Lee Motor Co. was then a small Ford dealer in Elm City.

“Then in 1968 or so, my father bought Tobacco City Motors out, which, ironically, was on the corner of the main campus.” Lee recalled. “In 1980, when he passed, he had this one dealership, and now we’re located in four states. We sell upwards of 12,000 units a year. We have about a dozen or so locations and we are still based right here in Wilson, and we are proud of that.”

Lee said it is “unbelievable” what the community college has done to convert the old dealership into the new Lee Technology Center campus.

“It just shows you what vision and determination can do,” Lee said. “We’re just so proud of this.”

Lee said this corner or Wilson needed an uplift.

“We need help in all of the areas of Wilson we can get, but Barton College is on this side of town. The community college is on this side of our city and Bridgestone,” Lee said. “It would have been such a waste for this corner to look like just another abandoned corner in eastern North Carolina, and now it’s not. Now there is real good happening, and I can’t tell you how good a feeling that makes me have. It’s great.”

Lee called the open house “a great day.”

“You just can’t imagine how this can make my family feel to see the growth and what’s been done on this site,” he told the attendees. “It really makes us feel good knowing that this gift is going to be sustainable for many, many years to come, create education and opportunities for those that get it to go out and be entrepreneurs, to go out and make livings for their families, make the community better.”

Lee gave the group a brief history lesson.

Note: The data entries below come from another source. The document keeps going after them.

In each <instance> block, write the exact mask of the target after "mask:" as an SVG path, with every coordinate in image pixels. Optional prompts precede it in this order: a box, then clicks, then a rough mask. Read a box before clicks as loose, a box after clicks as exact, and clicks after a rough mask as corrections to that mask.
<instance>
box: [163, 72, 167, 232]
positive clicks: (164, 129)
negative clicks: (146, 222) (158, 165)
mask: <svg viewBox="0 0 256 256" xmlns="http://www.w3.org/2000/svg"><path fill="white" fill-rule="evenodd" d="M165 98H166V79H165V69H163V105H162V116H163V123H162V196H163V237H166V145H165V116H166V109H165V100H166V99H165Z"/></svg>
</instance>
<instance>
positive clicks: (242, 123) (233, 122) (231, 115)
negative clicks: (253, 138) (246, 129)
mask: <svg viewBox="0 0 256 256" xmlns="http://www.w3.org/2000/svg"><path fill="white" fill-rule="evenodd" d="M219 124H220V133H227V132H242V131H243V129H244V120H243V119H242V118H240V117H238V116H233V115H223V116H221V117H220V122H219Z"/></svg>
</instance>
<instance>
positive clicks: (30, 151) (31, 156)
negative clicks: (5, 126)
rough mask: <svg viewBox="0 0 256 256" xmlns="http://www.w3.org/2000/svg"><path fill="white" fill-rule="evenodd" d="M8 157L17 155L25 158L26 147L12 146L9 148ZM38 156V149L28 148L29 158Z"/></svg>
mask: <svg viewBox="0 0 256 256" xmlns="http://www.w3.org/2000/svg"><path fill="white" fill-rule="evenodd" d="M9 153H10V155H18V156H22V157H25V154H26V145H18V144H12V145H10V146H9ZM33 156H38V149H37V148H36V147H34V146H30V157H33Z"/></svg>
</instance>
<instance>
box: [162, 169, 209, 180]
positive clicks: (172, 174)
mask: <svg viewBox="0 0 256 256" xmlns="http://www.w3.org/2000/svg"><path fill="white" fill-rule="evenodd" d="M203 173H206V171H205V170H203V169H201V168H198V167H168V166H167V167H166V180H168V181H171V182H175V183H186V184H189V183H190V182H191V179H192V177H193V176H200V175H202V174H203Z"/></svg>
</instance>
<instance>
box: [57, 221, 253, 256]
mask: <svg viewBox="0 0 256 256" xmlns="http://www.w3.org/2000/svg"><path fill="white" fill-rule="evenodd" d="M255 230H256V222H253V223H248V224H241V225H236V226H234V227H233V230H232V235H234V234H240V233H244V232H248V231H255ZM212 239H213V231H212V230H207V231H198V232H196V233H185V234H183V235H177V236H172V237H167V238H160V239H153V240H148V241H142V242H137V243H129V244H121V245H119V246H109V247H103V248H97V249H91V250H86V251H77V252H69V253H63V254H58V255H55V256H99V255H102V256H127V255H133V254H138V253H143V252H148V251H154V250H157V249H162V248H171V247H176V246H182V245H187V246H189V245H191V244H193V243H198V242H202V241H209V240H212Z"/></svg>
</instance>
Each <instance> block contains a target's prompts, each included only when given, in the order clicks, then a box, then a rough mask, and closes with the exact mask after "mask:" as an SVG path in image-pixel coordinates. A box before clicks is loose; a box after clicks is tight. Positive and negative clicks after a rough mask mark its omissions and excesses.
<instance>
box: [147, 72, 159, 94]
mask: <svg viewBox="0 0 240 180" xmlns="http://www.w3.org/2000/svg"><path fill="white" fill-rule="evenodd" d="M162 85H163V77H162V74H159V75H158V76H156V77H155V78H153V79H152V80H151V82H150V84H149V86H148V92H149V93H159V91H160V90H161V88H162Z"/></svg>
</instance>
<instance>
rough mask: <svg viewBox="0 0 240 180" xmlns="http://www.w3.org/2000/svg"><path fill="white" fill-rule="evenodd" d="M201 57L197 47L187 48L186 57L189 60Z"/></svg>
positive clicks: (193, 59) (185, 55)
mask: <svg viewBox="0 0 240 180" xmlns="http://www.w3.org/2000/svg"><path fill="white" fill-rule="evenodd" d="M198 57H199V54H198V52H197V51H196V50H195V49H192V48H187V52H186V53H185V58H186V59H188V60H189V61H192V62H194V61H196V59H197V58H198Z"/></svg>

“I want to thank everyone who has supported our family since 1953,” Lee said. “My father worked for Ford Motor Co., came up by his bootstraps, worked hard, treated people right. He passed in 1980 after he had built this facility in 1970.”

Lee said former WCC president Rusty Stephens first asked if the Lee family would consider giving the property to the college.

“We’re just grateful that Rusty came along and had the vision as the vision of so many of you here of what has been accomplished here,” Lee said. “We are very proud of it. I will tell each and every one of you that one of the greatest feelings in the world is being an entrepreneur, having your own business, getting up every morning, looking in the mirror and betting on yourself; that’s a great feeling. But equally as great is finding a worthwhile cause, a worthwhile entity as this community college and what it means to this community to give back. And my family is very, very proud of this.

“Thank each and every one of your who have had such a great part in this,” he said. “It is overwhelming what the feeling is to see this and to know that this is really going to be sustainable for many, many years to come, so thank each and every one of you.”